先輩は、いいことがあった日も悪いことがあった日も何かから逃げるように煙草を吸っていた。
煙を必要とするほど、うまく生きられない人間。
それが、先輩だった。
俺は、その姿に惹かれていた。
俺は、売れない芸人だ。
ネタをやっても、客席は笑うより先に、息を吸う。
先輩に比べて、俺は何も持っちゃいなかった。
才能も、実績も、その自信も。
だから煙草を吸う先輩の横にいると、少しだけ安心できるような気がした。
この人も、完全じゃない。
この人も、煙を吸わないと立っていられないんだと。
そう思えることが、何よりの救いでもあったんだ。
「お前さ」
「はい」
「喫煙所、好きだろ」
「……はい」
「なんで?」
少し考えてから、俺はこう言った。
「負けた人たちが、ちゃんといるから」
先輩は、派手に笑った。
「なんだそれ、最悪な理由だな!」
「でも、ここだけは……成功者がいないじゃないですか」
「いるけどなー。

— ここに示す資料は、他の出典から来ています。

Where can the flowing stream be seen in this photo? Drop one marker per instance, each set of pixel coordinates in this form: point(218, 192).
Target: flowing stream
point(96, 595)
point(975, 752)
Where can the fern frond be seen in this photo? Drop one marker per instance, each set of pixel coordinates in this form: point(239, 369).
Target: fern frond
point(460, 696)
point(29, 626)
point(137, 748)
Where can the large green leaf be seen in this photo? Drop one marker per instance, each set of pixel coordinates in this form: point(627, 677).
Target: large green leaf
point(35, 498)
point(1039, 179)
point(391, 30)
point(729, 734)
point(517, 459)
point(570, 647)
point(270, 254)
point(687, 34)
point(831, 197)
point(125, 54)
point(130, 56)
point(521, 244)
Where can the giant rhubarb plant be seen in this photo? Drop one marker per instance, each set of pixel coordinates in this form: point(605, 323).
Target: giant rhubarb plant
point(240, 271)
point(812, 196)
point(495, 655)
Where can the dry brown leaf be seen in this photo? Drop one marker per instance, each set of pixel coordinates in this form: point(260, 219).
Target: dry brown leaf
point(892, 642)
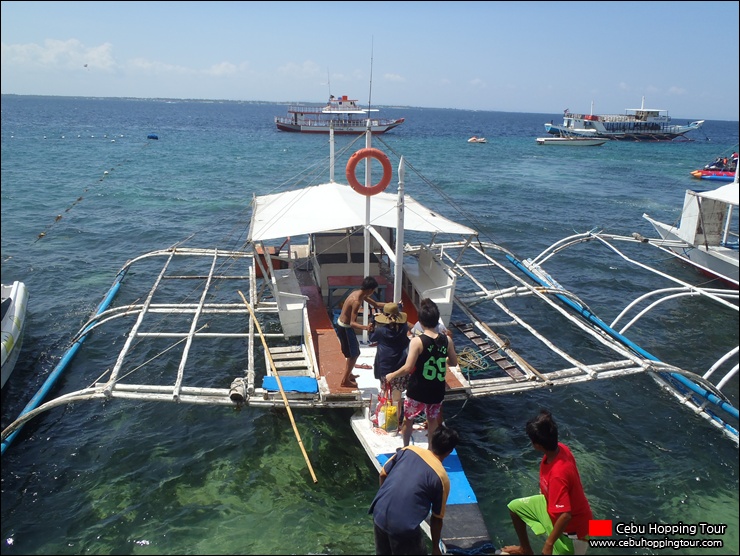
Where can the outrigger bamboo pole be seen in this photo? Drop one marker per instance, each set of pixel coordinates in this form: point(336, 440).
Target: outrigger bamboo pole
point(280, 385)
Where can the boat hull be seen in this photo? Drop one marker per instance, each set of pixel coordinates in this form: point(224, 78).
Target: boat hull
point(714, 175)
point(636, 124)
point(571, 141)
point(15, 300)
point(714, 261)
point(339, 129)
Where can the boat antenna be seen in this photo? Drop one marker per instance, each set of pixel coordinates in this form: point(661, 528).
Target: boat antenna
point(370, 93)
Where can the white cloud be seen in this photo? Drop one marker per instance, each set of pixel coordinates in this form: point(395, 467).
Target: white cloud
point(56, 54)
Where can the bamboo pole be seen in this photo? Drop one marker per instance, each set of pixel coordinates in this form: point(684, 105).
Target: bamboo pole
point(280, 385)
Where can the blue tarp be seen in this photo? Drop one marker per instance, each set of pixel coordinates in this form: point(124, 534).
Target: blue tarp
point(304, 384)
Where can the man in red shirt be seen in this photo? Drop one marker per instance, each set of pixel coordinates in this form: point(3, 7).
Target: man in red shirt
point(562, 511)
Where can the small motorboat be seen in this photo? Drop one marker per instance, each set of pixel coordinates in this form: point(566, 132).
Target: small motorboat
point(14, 301)
point(722, 169)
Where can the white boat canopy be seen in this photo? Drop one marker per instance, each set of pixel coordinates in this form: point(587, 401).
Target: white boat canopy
point(726, 194)
point(333, 206)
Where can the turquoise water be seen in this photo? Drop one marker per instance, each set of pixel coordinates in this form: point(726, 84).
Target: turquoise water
point(135, 478)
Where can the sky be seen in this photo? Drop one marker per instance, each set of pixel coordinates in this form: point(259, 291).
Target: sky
point(535, 57)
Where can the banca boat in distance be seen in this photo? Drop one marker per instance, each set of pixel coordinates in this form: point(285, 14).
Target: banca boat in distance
point(636, 124)
point(343, 115)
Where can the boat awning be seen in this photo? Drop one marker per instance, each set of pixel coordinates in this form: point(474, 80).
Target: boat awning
point(333, 206)
point(726, 194)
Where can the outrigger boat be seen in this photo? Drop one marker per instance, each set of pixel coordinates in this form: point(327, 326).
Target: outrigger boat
point(269, 308)
point(636, 124)
point(343, 115)
point(706, 235)
point(15, 300)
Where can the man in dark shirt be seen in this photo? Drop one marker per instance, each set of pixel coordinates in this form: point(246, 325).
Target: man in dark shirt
point(412, 482)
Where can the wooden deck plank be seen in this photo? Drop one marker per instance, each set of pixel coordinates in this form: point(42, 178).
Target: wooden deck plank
point(328, 350)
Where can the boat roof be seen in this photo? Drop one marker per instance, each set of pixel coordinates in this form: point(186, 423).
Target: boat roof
point(332, 110)
point(727, 194)
point(332, 206)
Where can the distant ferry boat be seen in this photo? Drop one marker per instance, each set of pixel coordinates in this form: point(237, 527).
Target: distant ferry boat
point(636, 124)
point(343, 114)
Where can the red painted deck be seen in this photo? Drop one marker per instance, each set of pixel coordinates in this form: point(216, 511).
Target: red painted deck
point(329, 355)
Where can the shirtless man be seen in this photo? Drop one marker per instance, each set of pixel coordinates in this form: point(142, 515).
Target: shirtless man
point(347, 325)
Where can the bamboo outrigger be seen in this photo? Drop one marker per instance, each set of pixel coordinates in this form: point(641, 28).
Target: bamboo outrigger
point(309, 246)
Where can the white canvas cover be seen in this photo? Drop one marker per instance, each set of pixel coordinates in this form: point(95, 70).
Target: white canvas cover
point(727, 194)
point(333, 206)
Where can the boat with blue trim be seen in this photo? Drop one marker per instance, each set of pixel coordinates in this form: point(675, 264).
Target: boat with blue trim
point(636, 124)
point(722, 169)
point(14, 303)
point(341, 114)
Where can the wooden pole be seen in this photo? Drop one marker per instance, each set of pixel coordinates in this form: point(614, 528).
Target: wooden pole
point(280, 385)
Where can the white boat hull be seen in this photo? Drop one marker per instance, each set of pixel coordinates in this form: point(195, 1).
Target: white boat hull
point(339, 129)
point(716, 261)
point(571, 141)
point(14, 299)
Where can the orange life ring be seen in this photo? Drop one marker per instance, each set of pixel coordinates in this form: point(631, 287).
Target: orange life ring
point(378, 155)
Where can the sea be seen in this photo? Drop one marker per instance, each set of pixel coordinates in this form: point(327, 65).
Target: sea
point(84, 190)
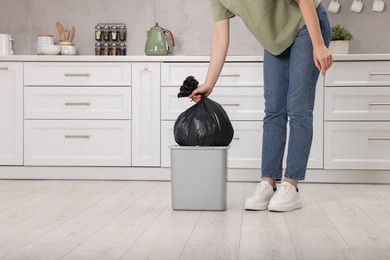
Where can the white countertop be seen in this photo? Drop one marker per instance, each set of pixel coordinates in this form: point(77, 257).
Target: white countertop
point(175, 58)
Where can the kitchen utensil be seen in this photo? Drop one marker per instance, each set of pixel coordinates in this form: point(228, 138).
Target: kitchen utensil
point(334, 6)
point(50, 49)
point(5, 44)
point(72, 32)
point(378, 6)
point(43, 40)
point(59, 29)
point(156, 43)
point(357, 6)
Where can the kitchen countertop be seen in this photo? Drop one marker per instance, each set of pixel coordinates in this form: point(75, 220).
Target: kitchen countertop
point(175, 58)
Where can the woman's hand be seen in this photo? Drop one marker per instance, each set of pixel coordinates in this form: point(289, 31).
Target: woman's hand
point(201, 90)
point(322, 58)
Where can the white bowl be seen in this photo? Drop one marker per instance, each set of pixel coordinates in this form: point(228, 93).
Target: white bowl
point(51, 49)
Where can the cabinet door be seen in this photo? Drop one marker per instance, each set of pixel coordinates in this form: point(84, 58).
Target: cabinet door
point(11, 113)
point(146, 114)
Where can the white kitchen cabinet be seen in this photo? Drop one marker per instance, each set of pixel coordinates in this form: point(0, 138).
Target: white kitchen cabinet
point(357, 145)
point(77, 74)
point(11, 113)
point(77, 102)
point(78, 142)
point(146, 114)
point(352, 74)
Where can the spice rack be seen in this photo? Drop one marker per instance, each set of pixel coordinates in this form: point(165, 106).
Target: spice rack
point(110, 39)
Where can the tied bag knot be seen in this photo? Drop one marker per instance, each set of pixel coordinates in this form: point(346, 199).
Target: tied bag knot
point(205, 123)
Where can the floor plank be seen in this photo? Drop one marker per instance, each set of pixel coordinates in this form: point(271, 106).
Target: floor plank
point(217, 234)
point(116, 237)
point(265, 234)
point(356, 228)
point(25, 232)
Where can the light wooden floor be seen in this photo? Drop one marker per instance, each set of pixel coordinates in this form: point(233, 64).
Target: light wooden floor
point(134, 220)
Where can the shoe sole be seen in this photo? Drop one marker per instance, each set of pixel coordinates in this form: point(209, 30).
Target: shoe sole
point(257, 207)
point(285, 208)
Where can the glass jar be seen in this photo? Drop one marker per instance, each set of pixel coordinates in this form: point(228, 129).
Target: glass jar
point(44, 39)
point(98, 49)
point(98, 33)
point(106, 33)
point(122, 33)
point(106, 49)
point(114, 49)
point(114, 33)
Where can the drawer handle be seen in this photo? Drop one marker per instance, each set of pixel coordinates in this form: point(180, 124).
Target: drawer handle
point(76, 75)
point(379, 104)
point(378, 138)
point(77, 104)
point(231, 104)
point(77, 136)
point(230, 75)
point(379, 73)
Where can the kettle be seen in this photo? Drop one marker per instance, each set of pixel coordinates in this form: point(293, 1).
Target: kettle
point(156, 43)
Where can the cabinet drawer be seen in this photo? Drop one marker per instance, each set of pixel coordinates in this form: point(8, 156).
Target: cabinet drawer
point(375, 73)
point(78, 142)
point(233, 74)
point(77, 103)
point(245, 148)
point(241, 103)
point(70, 73)
point(357, 103)
point(357, 145)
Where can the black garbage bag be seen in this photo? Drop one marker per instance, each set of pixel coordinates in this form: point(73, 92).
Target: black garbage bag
point(204, 124)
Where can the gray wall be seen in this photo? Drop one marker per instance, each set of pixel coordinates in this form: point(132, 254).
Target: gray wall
point(189, 20)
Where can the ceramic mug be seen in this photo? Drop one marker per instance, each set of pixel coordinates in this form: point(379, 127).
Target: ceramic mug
point(357, 6)
point(334, 6)
point(378, 6)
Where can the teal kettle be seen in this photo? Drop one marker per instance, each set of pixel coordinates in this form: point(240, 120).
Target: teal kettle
point(156, 43)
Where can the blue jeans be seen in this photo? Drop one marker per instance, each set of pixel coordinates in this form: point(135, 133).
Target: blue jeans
point(289, 90)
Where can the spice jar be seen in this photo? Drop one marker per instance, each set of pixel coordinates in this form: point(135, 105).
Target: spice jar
point(114, 33)
point(98, 49)
point(122, 33)
point(106, 49)
point(113, 49)
point(98, 33)
point(122, 49)
point(106, 33)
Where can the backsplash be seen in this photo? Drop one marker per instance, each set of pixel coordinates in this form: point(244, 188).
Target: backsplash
point(190, 22)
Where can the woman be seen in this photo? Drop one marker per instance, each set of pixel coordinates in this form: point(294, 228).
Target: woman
point(295, 36)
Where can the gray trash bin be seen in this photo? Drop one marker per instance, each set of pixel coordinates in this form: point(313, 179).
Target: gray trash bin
point(199, 177)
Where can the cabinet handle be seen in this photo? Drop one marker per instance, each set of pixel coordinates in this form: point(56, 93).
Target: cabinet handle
point(230, 104)
point(378, 138)
point(76, 75)
point(77, 136)
point(379, 73)
point(379, 104)
point(230, 75)
point(77, 104)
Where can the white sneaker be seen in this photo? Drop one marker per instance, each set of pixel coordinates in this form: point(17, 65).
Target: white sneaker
point(261, 196)
point(286, 198)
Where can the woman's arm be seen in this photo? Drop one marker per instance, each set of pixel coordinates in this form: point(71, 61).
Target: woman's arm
point(322, 56)
point(219, 47)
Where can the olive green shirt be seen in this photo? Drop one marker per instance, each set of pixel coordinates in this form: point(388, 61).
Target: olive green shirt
point(274, 23)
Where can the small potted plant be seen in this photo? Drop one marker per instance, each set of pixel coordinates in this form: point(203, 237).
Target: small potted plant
point(340, 40)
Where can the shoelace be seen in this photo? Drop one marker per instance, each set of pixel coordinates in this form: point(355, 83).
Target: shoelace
point(283, 190)
point(260, 189)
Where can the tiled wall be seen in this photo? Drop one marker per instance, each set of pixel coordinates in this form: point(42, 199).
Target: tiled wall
point(189, 20)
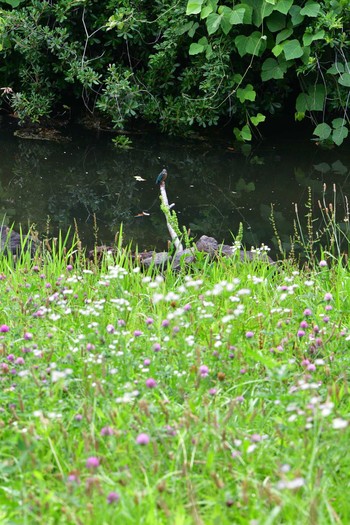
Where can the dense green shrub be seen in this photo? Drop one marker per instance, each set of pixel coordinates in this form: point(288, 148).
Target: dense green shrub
point(180, 64)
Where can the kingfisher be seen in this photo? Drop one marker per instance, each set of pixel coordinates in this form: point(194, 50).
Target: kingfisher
point(162, 176)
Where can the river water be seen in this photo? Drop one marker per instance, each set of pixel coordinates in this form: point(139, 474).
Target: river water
point(214, 186)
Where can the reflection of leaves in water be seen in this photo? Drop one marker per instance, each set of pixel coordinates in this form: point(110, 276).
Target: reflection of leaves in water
point(247, 187)
point(213, 188)
point(323, 167)
point(336, 167)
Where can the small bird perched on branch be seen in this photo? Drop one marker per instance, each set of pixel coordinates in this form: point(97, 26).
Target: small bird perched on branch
point(162, 176)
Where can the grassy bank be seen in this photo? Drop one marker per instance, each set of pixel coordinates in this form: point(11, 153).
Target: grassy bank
point(216, 396)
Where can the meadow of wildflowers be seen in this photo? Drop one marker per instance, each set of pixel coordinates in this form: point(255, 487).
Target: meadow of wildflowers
point(217, 395)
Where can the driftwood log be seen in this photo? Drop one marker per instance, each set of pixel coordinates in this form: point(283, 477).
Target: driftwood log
point(205, 244)
point(13, 242)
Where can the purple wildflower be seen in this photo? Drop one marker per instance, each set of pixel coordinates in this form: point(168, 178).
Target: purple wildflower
point(151, 383)
point(92, 462)
point(142, 439)
point(113, 497)
point(203, 370)
point(107, 431)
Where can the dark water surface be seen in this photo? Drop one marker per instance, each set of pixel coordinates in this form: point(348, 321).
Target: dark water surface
point(213, 186)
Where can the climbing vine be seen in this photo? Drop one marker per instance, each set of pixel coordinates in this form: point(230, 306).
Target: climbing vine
point(179, 64)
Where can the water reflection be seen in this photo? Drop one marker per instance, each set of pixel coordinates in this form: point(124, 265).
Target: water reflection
point(214, 187)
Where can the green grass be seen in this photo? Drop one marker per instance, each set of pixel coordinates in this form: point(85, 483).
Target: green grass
point(247, 421)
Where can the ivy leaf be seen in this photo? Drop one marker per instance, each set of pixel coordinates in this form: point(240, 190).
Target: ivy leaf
point(246, 93)
point(251, 45)
point(285, 33)
point(257, 119)
point(237, 15)
point(198, 47)
point(344, 80)
point(336, 68)
point(246, 133)
point(213, 23)
point(206, 11)
point(292, 49)
point(194, 7)
point(295, 13)
point(339, 135)
point(276, 22)
point(195, 49)
point(338, 122)
point(261, 10)
point(308, 38)
point(283, 6)
point(277, 50)
point(272, 69)
point(248, 12)
point(311, 8)
point(323, 131)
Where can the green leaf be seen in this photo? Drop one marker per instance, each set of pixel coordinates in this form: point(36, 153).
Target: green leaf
point(311, 8)
point(336, 68)
point(246, 93)
point(257, 119)
point(246, 133)
point(237, 15)
point(308, 38)
point(292, 49)
point(250, 45)
point(206, 11)
point(277, 50)
point(260, 10)
point(195, 49)
point(283, 6)
point(193, 30)
point(339, 135)
point(213, 23)
point(344, 79)
point(194, 7)
point(283, 35)
point(323, 131)
point(276, 22)
point(297, 18)
point(272, 69)
point(338, 122)
point(248, 12)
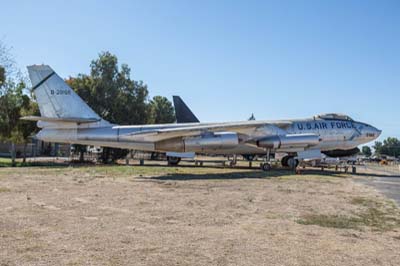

たまには」
「今日は、いませんよ?」
「たしかに!今日はなー」
その日、先輩は二本煙草を吸っていく。
一本目は、ネタの失敗で。
二本目は、俺の話を聞くために。
俺は、その不器用な優しさに恋をしていた。
告白をするようなことは、しなかった。
代わりに、喫煙所に通っていた。
「お疲れ様です」
「おー」
「今日のネタ、好きでした」
「どこが?」
「間、とか……」
「お前……、わかってないなー!あれは、ボケが効いたんだよ!」
そう言いながら、少し嬉しそうに煙を吐いていた。
その煙は、俺のほうに流れてくる。
吸わないのに、肺が覚えてしまうその匂い。
俺はいつまでも、その匂いを覚えていたいと静かに思う。
どんな時でも、背中を押してくれるその匂いを。